Annie Ernaux retorna ao verão da juventude em novo livro

Fonte: Culturadoria | 13/Mai/2025

“Memória de menina” tem início no verão de 1958, mais de cinco décadas antes de ser escrito. Naquele verão, uma jovem francesa sai de sua cidade natal para trabalhar como monitora num acampamento de férias na Normandia. Ela é Annie Duchesne. Os dias de acampamento deixarão marcas indeléveis tanto na jovem que os experienciou, quanto na mulher que ela se tornará no futuro.
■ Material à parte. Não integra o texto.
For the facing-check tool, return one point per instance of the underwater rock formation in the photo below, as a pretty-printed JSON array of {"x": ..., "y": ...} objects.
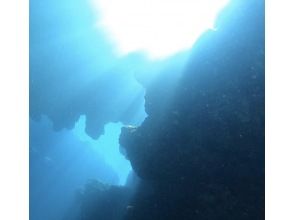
[
  {"x": 101, "y": 201},
  {"x": 201, "y": 154}
]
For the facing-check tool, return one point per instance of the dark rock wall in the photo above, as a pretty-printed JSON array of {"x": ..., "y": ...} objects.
[{"x": 200, "y": 151}]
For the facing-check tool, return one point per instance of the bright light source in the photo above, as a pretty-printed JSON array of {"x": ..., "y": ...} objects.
[{"x": 158, "y": 27}]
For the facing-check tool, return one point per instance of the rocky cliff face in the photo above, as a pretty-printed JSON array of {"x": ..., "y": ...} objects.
[{"x": 200, "y": 151}]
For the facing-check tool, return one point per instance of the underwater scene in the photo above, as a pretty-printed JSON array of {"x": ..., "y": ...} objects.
[{"x": 147, "y": 110}]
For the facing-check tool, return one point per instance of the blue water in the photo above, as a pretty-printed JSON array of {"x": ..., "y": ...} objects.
[{"x": 81, "y": 94}]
Ali, Annie partilhará, como nunca até então, o tempo e o espaço com outros jovens da sua idade, enfrentará a vergonha e o bullying e terá sua primeira experiência sexual. “Memória de menina” é o novo livro de Annie Ernaux publicado pela Fósforo Editora com tradução de Mariana Delfini.

Memória e esquecimento 

Annie Duchesne é Annie Ernaux, seu nome de solteira. Mergulhar nas águas profundas daquele verão de 1958 é encontrar represadas memórias que quisera ter esquecido. Mas não é assim que a a memória funciona, especialmente aquela de uma escritora como Ernaux, para quem as lembranças e as experiências pessoais são a matéria primordial de um trabalho singular.
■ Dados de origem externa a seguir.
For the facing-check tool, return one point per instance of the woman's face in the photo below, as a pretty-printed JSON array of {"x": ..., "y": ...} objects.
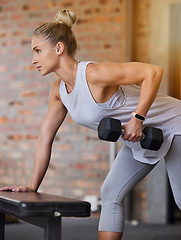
[{"x": 45, "y": 57}]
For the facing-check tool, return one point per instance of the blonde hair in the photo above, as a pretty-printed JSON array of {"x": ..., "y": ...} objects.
[{"x": 60, "y": 31}]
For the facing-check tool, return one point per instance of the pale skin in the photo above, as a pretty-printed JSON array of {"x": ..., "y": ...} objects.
[{"x": 103, "y": 80}]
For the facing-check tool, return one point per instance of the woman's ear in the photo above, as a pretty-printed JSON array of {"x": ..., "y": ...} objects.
[{"x": 59, "y": 48}]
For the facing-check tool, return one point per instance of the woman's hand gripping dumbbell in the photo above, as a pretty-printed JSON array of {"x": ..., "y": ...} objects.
[{"x": 110, "y": 129}]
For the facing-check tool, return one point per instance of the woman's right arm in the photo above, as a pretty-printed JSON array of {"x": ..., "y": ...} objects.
[{"x": 50, "y": 125}]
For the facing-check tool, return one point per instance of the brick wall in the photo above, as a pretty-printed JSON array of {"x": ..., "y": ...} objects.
[{"x": 79, "y": 160}]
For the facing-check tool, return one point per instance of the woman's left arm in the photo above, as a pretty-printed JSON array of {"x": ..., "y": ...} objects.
[{"x": 115, "y": 74}]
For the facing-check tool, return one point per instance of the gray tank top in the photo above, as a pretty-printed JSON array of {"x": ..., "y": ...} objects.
[{"x": 165, "y": 112}]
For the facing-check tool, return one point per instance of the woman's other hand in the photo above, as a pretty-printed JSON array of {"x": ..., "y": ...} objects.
[
  {"x": 133, "y": 130},
  {"x": 18, "y": 188}
]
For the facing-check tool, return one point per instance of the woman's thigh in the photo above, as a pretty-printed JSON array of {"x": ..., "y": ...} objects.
[{"x": 173, "y": 165}]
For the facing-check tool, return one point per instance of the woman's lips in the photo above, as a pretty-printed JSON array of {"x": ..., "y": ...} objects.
[{"x": 39, "y": 68}]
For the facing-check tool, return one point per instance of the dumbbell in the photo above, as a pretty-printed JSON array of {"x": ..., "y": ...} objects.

“Eu também quis esquecer essa menina. Esquecê-la de verdade, isto é, não ter mais vontade de escrever sobre ela. Não pensar mais que preciso escrever sobre ela, seu desejo, sua loucura, sua idiotice e sua altivez, sua fome e sua menstruação interrompida. Nunca consegui.”
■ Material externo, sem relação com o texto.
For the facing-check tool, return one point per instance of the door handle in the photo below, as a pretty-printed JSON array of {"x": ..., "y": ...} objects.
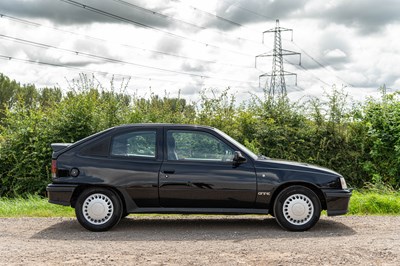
[{"x": 169, "y": 171}]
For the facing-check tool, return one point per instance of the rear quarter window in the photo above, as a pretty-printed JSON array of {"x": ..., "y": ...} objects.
[
  {"x": 99, "y": 148},
  {"x": 134, "y": 144}
]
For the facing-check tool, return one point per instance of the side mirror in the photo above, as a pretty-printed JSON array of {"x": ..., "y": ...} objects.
[{"x": 238, "y": 158}]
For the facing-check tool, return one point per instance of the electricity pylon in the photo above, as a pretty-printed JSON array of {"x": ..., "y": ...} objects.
[{"x": 277, "y": 85}]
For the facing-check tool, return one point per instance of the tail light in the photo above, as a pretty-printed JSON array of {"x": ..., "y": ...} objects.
[{"x": 53, "y": 168}]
Annie Ernaux busca reconstruir aquela menina que foi  – e que já não é mais. Há algo mais do que apenas a distância temporal que as afasta, que as difere. Algo mais do que um sobrenome, Duchesne e Ernaux. “Aquela menina de 58, que passados cinquenta anos é capaz de surgir e provocar um colapso interior, vive, portanto, em mim com sua presença escondida, irredutível. Se o real é aquilo que age, produz efeitos, segundo a definição do dicionário, essa menina não sou eu, mas ela é o real em mim. Uma espécie de presença real.”

História & história 

Enquanto, no campo pessoal, Ernaux vive um processo de amadurecimento repentino e doloroso, a França segue em conflito com a Argélia, numa guerra de independência do país africano, que busca romper com o poder do colonizador. Nas mãos habilidosas da escritora, tanto a história minúscula quanto a História maiúscula se entremeiam, numa das marcas do trabalho de Annie Ernaux que nunca deixa de instigar e surpreender: essa reconstrução de uma história íntima que não deixa de ser umbilicalmente ligada à todo um contexto histórico, político e social mais amplo.

Ser literário 

A escritora francesa reflete sobre a possibilidade de morrer sem escrever sobre aquela menina de 1958. “Terá sido vivido em vão”, conclui. Vida e escrita não existem de maneira apartada no projeto literário de Annie Ernaux. “Comecei a me transformar em um ser literário, alguém que vive as coisas como se elas precisassem um dia ser escritas.”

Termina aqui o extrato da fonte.